Durch ungewollte Einflüsse aus der Familie, durch simple Worte wie ich liebe dich nicht mehr, durch Trennung und Scheidung lernte ich umdenken und mich umlenken. Der Zeitpunkt mich wieder einmal neu zu erfinden, ist gekommen. Der Tod meiner geliebten Schwester und dem daraus resultierenden Bruch mit der Familie. Die Ferne zu den Kindern, wenn ein Teil auch in der Nähe, bedeutenden ein mich wieder finden. Ich fand mich in einer fremden Wohnung, bei einsamen Mahlzeiten, bei zu viel Einsamkeit, zu viel Wein und Tabakqualm. Gleichzeitig lehnte ich Treffen mit Kollegen ab, ich wollte alleine sein. Ich wollte mich aufraffen, die Heilung in der Gesundheit suchen. Ein Neuanfang für die Tage des letzten Drittels meines Lebens schaffen. Dazu musste ich mich selber finden. Finden zwischen Erinnerungen, Wut, Unverständnis, Einsamkeit, Büchern, leeren Flaschen und Zigarettenstummeln. Ich wusste, bevor ich mich nicht selber finde, gibt es keinen Platz für jemanden neben mir. Die Einsamkeit schmerzt und zehrt am Selbstvertrauen. Weder Herz, Seele noch Körper sind bereit, sich zu öffnen, zu geben und zu empfangen.

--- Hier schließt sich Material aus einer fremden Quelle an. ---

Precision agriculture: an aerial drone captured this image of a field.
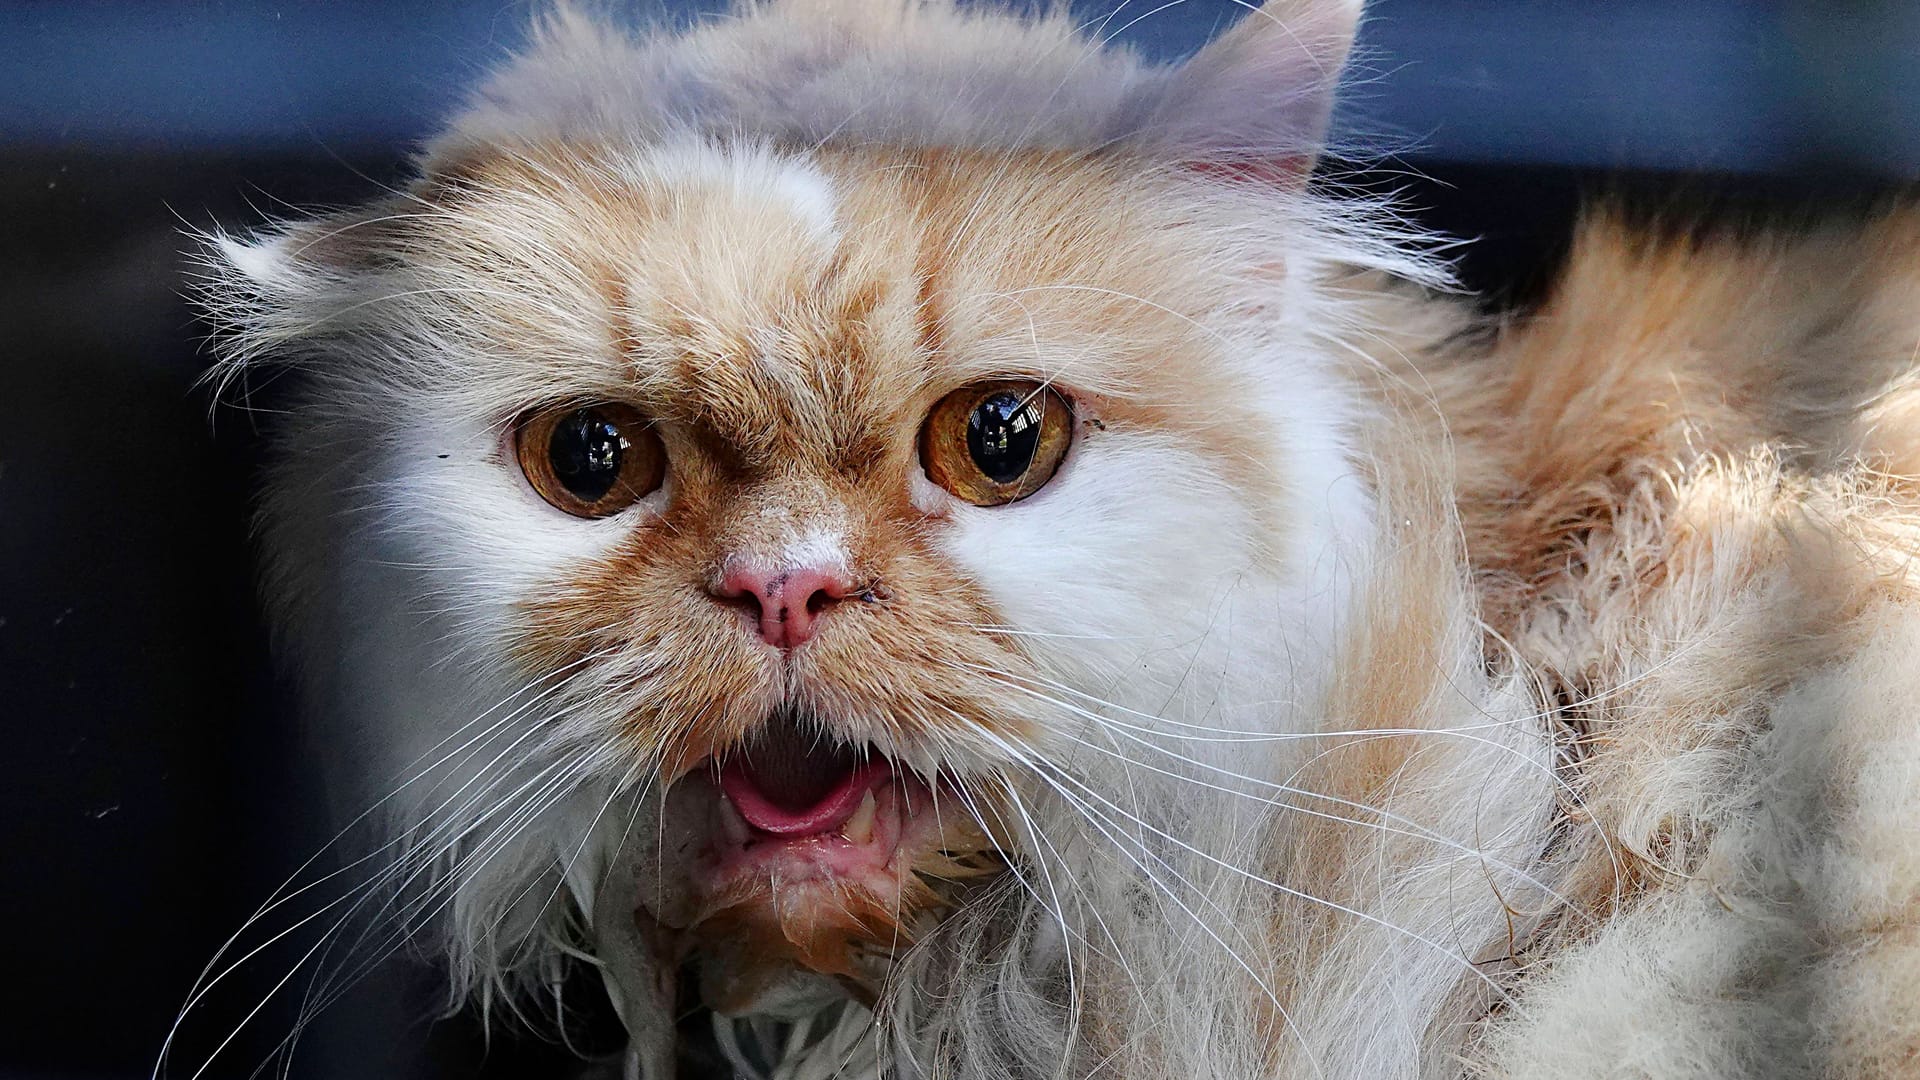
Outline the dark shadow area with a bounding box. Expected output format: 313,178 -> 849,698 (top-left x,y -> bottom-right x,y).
1,150 -> 629,1080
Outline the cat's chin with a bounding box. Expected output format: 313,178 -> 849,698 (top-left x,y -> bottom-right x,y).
636,720 -> 1000,1014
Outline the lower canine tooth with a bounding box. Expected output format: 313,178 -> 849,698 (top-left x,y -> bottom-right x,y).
717,794 -> 750,845
843,790 -> 878,844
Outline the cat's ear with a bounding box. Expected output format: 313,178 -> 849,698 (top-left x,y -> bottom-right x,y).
192,206 -> 393,390
191,228 -> 311,402
209,231 -> 299,297
1137,0 -> 1363,179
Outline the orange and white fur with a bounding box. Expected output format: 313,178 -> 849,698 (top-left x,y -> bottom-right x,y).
192,1 -> 1920,1077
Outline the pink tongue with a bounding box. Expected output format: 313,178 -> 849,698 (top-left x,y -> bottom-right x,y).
721,758 -> 889,837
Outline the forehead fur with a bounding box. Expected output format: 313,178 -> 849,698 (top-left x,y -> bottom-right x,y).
204,0 -> 1424,418
396,138 -> 1270,467
436,0 -> 1361,168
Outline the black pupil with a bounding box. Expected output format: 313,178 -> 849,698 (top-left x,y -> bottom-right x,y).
548,409 -> 628,502
966,391 -> 1045,484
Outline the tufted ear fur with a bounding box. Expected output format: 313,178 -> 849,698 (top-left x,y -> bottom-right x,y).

Ich wurde es müde nach Hause zu kommen, ein Haus, was nicht mein Heim bedeutet. Wo niemand auf mich wartet, niemand sich freut mich zu sehen. Keine Mutter, keine Schwester, keine liebende Frau, keine Kinder, ja nicht einmal eine Katze oder Hund, nicht einmal ein Goldfisch, der sich im Wasserglas dreht. Nur Bücher, lose Notizblätter, leere Flaschen und abgestandener kalter Zigarettenrauch empfingen mich.
Mit
der Zeit fand ich zurück zu mir und wurde mir meiner Laster und
Unfähigkeiten bewusst, die sich heimlich meiner zu erobern
versuchten. Durch meine eigene innere Stärke wusste ich, das ist die
letzte Zigarette, die ich rauche, das ist die letzte Flasche Wein,
die ich ohne Genuss leere. Ich fühlte mich wieder bereit zu leben!
Ich
weiss wieder, was ich will. Ich habe die Schwelle vom Wissen, was ich
nicht will nicht nur überwunden, sondern hinter mir gelassen. Ich
lebe wieder im Glück!
Ich
bin kein Kaufmann, kein Schutzmann, kein Touristiker, kein Gastwirt,
kein mir Fremder mehr. Ich bin Künstler und Denker in der
glücklichen Art und Weise. Das Leben ist kein Irrtum, sondern
bedeutet Glück, Lebensglück. Einmal diesen Punkt erreicht, öffnet
sich das Leben wie ein sich öffnender Staudamm, der dem
zurückgehaltenen Wasser endlich die Freiheit schenkt. Das zu lange
gestaute Wasser empfindet das Bewusstsein etwas nützliches zu tun,
fühlt wieder einen Sinn im Leben. Alles wird möglich, alles ist
möglich. Sogar mich zu verlieben.
Liebe kann nicht gefunden
werden, denn sie kann nicht gesucht werden. Ein Suchender findet
sie nimmer und nie. Die Liebe kann überall sein und nirgends. Sie
ist plötzlich da, lauert auf den Menschen, der bereit ist für das
höchste der Gefühle. Er spürt sie, nimmt sie in sich auf, saugt
sie in sein Herz und Geist und vereint sich im Körper, der Ewigkeit
und Gemeinsamkeit.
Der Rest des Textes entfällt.